Authoritarian regimes are known for targeting journalists and other critics within their borders. Now, say watchdog groups, they are increasingly threatening press freedom beyond their borders.
Freedom House, in a February 4 report, identifies regimes in Russia, the People’s Republic of China and the Islamic Republic of Iran as leading culprits.
“Exiles around the world describe surveillance, assault, or even kidnapping and assassination as a constant threat that limits their ability to speak freely,” Freedom House president Michael J. Abramowitz said.
The report, “Out of Sight, Not Out of Reach” [PDF, 18 MB], documents 608 cases of transnational repression, including assassinations, abductions, assaults, detentions and unlawful deportations.
Freedom of the press is a core principle of democracy that helps maintain a balance of power in government. In the United States, this essential right is protected by the First Amendment to the U.S. Constitution.
As we celebrate World Press Freedom Day on May 3, journalists worldwide face significant risks for their reporting. In Burma, the military regime has imprisoned dozens of journalists since seizing power February 1.

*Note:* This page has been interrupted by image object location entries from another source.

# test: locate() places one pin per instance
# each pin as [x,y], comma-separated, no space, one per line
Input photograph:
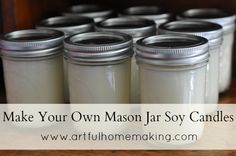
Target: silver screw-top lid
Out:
[97,12]
[211,31]
[159,15]
[225,19]
[98,47]
[135,27]
[31,43]
[172,50]
[69,25]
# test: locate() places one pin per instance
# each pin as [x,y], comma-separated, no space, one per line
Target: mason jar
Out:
[137,28]
[227,21]
[213,33]
[99,67]
[157,14]
[172,68]
[33,66]
[68,25]
[96,12]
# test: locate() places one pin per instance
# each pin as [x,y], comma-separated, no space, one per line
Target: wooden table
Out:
[228,97]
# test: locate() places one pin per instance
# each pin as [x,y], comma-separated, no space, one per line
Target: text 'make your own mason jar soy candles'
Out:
[227,21]
[33,66]
[69,25]
[172,68]
[99,67]
[210,31]
[96,12]
[157,14]
[137,28]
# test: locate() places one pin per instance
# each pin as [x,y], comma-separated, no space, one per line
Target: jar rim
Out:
[170,49]
[98,46]
[31,42]
[211,31]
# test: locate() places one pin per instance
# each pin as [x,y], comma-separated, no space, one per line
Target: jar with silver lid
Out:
[227,21]
[96,12]
[172,68]
[137,28]
[33,66]
[213,33]
[99,67]
[69,25]
[157,14]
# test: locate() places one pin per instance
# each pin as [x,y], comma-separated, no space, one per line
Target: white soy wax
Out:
[172,68]
[227,21]
[33,66]
[70,26]
[99,84]
[212,32]
[99,67]
[137,28]
[36,81]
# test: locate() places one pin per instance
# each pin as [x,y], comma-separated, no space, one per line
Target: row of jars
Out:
[186,64]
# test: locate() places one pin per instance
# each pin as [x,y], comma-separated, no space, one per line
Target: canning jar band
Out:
[228,29]
[71,30]
[215,43]
[33,53]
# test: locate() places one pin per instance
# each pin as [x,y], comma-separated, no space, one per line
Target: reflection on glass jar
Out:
[99,67]
[212,32]
[33,66]
[172,68]
[137,28]
[227,21]
[70,26]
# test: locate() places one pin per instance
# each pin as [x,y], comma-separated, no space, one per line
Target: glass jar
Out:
[96,12]
[172,68]
[137,28]
[99,67]
[33,66]
[157,14]
[68,25]
[227,21]
[213,33]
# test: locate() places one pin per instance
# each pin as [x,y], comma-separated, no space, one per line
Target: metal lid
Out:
[98,13]
[135,27]
[225,19]
[31,43]
[98,47]
[210,31]
[69,25]
[172,50]
[159,15]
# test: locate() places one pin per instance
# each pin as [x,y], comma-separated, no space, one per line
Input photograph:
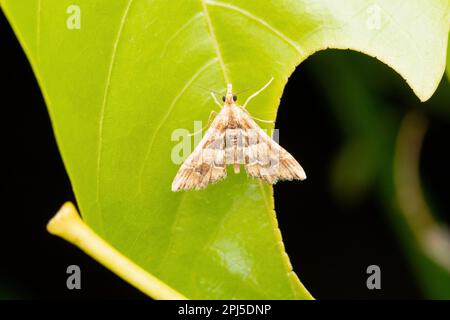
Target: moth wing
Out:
[206,164]
[267,160]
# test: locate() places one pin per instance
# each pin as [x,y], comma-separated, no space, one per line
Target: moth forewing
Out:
[234,138]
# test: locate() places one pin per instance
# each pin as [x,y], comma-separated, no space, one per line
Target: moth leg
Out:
[256,93]
[207,124]
[215,100]
[265,121]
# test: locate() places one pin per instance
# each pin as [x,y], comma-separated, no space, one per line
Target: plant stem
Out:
[68,225]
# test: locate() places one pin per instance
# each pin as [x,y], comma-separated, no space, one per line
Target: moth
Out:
[235,139]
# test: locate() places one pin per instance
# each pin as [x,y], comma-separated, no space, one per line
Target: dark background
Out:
[330,242]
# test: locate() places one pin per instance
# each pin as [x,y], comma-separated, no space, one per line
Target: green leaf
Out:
[119,86]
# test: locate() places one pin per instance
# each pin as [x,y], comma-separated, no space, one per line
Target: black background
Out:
[330,258]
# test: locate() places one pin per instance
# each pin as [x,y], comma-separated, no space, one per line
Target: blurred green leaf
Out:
[117,88]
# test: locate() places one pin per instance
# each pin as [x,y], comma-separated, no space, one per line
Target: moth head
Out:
[229,98]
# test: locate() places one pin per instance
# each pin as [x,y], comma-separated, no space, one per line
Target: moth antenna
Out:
[215,100]
[256,93]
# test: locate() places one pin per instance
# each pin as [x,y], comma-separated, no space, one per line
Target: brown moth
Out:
[234,138]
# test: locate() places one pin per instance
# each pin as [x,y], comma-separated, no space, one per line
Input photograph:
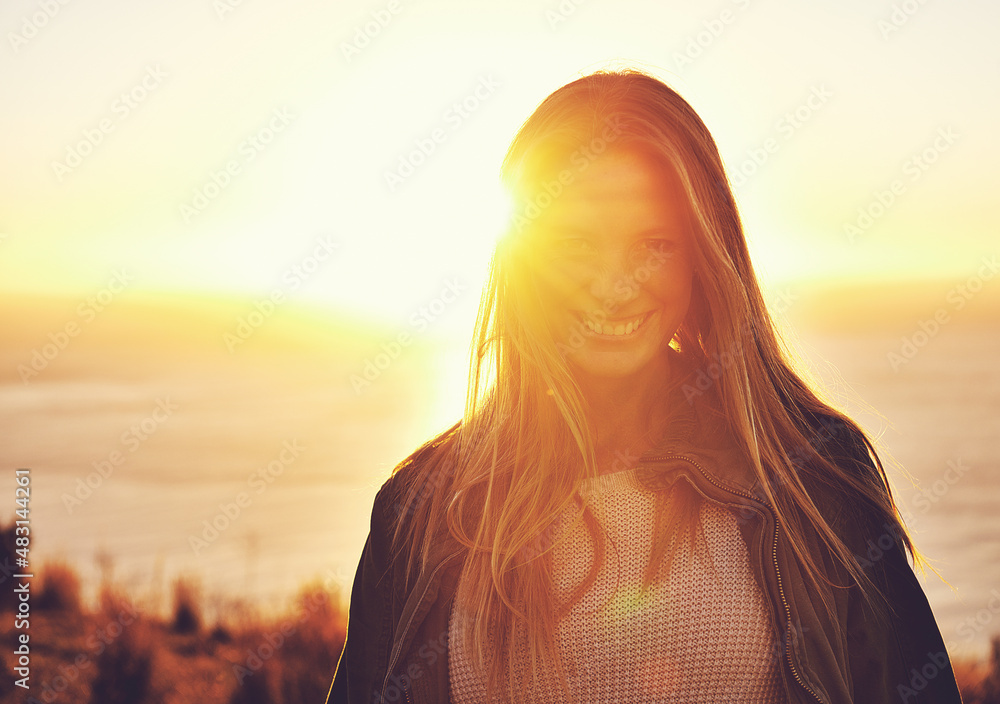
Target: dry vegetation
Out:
[118,655]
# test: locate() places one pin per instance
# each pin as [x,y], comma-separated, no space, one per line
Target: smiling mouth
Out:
[616,328]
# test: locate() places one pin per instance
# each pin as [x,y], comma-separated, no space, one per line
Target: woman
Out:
[643,502]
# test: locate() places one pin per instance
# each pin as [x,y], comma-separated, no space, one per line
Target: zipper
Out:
[774,555]
[399,651]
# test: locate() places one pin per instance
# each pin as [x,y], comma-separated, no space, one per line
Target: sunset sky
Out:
[118,115]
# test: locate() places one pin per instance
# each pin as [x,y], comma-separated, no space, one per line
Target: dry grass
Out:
[118,654]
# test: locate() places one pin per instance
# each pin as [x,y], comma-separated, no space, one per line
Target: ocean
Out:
[253,472]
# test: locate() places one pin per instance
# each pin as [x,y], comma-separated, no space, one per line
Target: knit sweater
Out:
[703,633]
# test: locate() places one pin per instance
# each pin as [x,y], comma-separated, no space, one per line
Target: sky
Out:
[242,148]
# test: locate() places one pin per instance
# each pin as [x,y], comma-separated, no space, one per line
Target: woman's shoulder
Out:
[422,471]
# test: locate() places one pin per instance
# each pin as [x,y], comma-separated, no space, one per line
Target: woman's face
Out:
[613,253]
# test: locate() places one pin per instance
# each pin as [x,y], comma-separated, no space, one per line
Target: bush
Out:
[60,588]
[125,666]
[187,610]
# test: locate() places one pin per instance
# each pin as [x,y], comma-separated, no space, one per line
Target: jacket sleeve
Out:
[895,648]
[357,679]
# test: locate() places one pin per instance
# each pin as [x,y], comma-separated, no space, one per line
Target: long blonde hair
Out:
[516,460]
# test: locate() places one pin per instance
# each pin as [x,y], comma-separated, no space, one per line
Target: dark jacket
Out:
[397,640]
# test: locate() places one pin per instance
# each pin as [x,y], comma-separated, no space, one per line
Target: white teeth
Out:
[617,330]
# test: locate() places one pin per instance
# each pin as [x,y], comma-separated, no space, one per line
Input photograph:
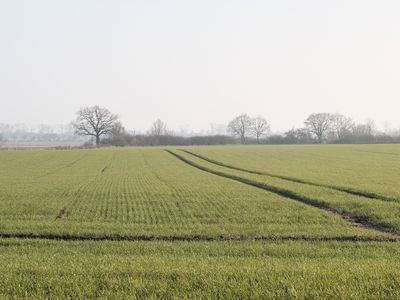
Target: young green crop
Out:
[381,213]
[240,270]
[134,192]
[366,168]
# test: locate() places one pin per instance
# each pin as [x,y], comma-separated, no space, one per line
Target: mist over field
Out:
[180,149]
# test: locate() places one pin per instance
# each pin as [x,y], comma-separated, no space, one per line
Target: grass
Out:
[289,270]
[366,168]
[376,212]
[185,227]
[146,192]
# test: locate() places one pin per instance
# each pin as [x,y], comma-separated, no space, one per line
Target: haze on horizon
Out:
[194,63]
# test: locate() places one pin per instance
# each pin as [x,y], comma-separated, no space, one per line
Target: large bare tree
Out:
[95,121]
[259,127]
[241,126]
[319,125]
[341,126]
[158,128]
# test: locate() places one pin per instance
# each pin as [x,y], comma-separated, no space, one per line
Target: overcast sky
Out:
[192,63]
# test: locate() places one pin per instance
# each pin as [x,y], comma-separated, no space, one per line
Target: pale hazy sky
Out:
[192,63]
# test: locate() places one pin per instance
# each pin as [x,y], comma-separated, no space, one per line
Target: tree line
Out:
[106,129]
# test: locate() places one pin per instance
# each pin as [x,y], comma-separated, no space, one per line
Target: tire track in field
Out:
[357,221]
[350,191]
[196,238]
[79,188]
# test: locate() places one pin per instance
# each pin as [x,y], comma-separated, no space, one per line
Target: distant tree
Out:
[95,121]
[259,127]
[241,126]
[319,125]
[365,133]
[158,128]
[298,136]
[341,126]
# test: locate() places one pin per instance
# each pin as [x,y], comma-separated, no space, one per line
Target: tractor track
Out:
[354,220]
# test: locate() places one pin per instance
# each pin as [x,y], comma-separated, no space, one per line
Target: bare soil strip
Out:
[195,238]
[296,180]
[354,220]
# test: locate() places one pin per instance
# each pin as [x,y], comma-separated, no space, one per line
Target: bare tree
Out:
[259,127]
[240,126]
[95,121]
[319,125]
[158,128]
[341,126]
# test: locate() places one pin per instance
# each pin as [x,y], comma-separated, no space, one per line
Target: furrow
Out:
[354,220]
[196,238]
[351,191]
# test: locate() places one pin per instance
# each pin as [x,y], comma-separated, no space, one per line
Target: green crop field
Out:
[201,222]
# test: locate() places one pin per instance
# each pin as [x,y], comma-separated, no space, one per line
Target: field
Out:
[207,222]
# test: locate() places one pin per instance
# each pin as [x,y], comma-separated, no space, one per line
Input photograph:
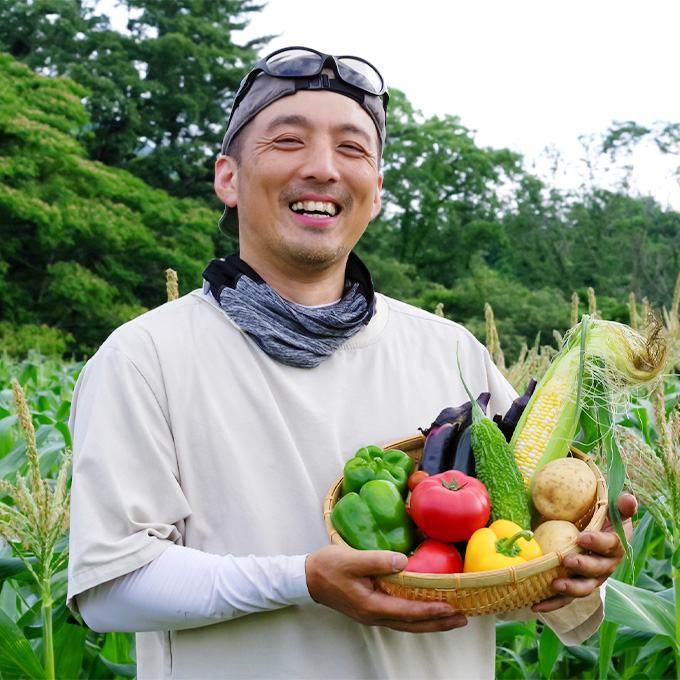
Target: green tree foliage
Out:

The coup set press freedoms in Burma back “ten years in ten days,” the advocacy group Reporters Without Borders (RSF) says, adding that journalists face threats, intimidation and censorship. Burma’s military regime has banned certain words, including “coup” and “regime.”
🇲🇲 Over the week-end, two reporters were added on #Myanmar junta’s wanted list, and #Japan's freelancer Yuki Kitazumi was arrested. @RSF_inter denounces this blatant persecution of journalists, 19 of whom can be detained anytime!#WhatsHappeningInMyanmarhttps://t.co/KOFEAqVJOF
— RSF (@RSF_inter) April 19, 2021
In RSF’s 2021 World Press Freedom Index, issued April 20, Burma joins the People’s Republic of China (PRC), Iran and Russia in the ranks of the worst violators. Out of 180 countries, Burma ranks 140, while Russia, Iran and the PRC each rank near the bottom: 150, 174 and 177, respectively.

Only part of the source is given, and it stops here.